# My First Pipe



## Twig Man (Sep 6, 2012)

Thought I would try to make a pipe and wanted to combine my love for turkey hunting in the making of the pipe. I used a turkey wingbone as the stem and attached it to some osage orange. Thanks for looking


----------



## Mike1950 (Sep 6, 2012)

That looks very nice.


----------



## LoneStar (Sep 6, 2012)

That didnt take you long ! 
The amazing thing is you made almost a carbon copy of a very old style of pipe. Trying to find a picture now, I believe its an asian or african pipe I'm thinking of.


----------



## jteagle6977 (Sep 6, 2012)

See lil brother got you making pipes now too. :rotflmao3: :lolol:
Kool looking pipe though really like the stem on it. John


----------



## LoneStar (Sep 6, 2012)

Heres the one I had in mind. Doesnt look just like yours, but I've seen them that do.
http://i1104.Rule #2/albums/h336/axfight/misc/EEE-Afrika-14.jpg


----------



## Twig Man (Sep 6, 2012)

LoneStar said:


> That didnt take you long !
> The amazing thing is you made almost a carbon copy of a very old style of pipe. Trying to find a picture now, I believe its an asian or african pipe I'm thinking of.

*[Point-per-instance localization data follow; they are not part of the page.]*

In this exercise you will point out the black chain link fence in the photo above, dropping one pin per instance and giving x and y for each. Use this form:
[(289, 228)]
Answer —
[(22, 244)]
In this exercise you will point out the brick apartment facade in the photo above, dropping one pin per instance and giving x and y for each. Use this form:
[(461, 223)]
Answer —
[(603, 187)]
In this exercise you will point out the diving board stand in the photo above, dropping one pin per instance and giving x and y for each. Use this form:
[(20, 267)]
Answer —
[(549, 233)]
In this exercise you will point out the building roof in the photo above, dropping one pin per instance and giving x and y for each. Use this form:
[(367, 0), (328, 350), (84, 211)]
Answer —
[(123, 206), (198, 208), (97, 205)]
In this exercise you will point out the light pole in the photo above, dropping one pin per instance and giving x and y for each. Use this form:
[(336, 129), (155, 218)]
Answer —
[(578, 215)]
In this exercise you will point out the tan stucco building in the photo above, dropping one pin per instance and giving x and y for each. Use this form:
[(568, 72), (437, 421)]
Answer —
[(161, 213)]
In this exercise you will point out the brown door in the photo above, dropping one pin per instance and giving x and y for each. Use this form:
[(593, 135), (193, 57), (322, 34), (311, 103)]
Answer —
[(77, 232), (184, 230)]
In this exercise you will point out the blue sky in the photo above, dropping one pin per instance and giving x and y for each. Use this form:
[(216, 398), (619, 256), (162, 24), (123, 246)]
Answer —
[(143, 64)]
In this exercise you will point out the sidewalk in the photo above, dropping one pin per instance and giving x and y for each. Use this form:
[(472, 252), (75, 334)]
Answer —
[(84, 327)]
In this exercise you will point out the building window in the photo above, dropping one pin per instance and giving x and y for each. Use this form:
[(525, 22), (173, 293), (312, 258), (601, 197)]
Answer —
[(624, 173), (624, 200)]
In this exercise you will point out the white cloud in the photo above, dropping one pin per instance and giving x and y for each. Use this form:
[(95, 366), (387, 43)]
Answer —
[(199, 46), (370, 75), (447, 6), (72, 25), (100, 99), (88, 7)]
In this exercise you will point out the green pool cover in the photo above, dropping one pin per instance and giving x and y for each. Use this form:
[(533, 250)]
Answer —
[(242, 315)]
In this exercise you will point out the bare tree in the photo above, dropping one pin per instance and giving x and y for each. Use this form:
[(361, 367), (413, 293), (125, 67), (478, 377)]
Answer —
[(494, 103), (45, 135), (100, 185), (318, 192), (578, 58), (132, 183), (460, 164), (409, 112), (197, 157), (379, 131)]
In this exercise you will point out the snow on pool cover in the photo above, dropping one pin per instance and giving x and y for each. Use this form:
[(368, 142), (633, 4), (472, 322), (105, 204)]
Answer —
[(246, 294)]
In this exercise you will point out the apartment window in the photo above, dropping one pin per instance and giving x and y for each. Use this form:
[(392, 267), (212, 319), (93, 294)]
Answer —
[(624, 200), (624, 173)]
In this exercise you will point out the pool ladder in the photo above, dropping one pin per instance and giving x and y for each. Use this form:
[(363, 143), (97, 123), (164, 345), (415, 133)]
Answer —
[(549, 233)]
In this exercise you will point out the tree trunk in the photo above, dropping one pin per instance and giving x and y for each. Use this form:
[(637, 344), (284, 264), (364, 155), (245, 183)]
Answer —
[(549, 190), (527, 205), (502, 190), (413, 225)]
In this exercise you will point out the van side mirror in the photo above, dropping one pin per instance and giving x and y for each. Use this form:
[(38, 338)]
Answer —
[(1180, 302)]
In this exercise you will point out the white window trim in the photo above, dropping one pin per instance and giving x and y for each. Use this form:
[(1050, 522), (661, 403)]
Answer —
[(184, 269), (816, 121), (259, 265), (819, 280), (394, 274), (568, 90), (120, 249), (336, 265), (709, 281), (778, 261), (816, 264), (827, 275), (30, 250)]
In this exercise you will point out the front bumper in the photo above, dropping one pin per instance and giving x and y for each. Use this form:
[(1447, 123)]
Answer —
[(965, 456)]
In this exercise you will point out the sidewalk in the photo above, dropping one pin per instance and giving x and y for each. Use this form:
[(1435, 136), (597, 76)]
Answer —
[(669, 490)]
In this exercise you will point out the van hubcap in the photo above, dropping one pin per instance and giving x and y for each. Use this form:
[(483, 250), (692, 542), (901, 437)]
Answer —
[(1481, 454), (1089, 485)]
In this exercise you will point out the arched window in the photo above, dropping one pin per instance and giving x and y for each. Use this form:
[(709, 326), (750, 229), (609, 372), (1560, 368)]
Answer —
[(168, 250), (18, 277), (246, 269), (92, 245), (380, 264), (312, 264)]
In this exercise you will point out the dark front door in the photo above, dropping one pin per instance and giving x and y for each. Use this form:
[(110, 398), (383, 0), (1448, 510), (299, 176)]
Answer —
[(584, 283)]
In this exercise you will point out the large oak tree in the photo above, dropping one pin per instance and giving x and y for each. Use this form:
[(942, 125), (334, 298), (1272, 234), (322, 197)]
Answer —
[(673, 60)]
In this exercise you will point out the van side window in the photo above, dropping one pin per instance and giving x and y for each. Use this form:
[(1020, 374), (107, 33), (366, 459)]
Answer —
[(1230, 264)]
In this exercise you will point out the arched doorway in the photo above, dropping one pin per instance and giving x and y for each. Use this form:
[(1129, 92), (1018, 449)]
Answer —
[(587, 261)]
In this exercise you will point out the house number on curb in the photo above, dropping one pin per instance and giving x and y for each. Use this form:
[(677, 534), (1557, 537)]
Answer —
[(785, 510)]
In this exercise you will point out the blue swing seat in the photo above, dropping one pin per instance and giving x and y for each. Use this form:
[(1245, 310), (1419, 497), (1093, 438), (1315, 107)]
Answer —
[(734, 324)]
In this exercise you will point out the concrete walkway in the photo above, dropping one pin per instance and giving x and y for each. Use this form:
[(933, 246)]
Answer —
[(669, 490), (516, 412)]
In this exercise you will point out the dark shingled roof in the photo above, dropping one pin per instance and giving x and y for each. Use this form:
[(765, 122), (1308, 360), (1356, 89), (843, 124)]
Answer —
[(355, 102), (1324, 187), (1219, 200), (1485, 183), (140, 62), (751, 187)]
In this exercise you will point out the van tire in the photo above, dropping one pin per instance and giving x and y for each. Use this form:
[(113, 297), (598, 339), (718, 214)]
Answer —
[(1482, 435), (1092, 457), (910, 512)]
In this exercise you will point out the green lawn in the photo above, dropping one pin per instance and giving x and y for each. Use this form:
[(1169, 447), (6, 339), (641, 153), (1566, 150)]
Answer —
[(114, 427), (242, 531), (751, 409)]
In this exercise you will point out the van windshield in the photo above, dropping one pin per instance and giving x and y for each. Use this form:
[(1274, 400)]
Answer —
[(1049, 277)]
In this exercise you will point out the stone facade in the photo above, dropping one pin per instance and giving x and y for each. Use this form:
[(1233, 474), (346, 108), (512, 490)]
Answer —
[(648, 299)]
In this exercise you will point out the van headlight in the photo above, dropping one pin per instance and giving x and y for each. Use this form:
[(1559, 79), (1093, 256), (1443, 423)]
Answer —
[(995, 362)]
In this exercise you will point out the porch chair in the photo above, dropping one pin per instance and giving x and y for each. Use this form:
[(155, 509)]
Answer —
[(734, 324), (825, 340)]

Wasnt trying to copy anybodys pipe just kind of thought it up. I think it turned out pretty good. should I put any finish on the wood or treat it with anything?


----------



## LoneStar (Sep 6, 2012)

Twig Man said:


> LoneStar said:
> 
> 
> > That didnt take you long !
> ...



I wasnt saying you copied anything, just thought it was interesting you sat down on your own, but ended up making a pipe thats so similar to a 300+ year old style of pipe.
I dont know how to finish Bois Darc, but I know some guys that have made pipes from it. It is safe to smoke for sure. I just finish my pipes by buffing with tripoli and carnauba wax. 
Are both pieces of the stem made from turkey bone ?


----------



## Twig Man (Sep 6, 2012)

LoneStar said:


> Twig Man said:
> 
> 
> > LoneStar said:
> ...



Yes ryan the stem is made completely of wingbones


----------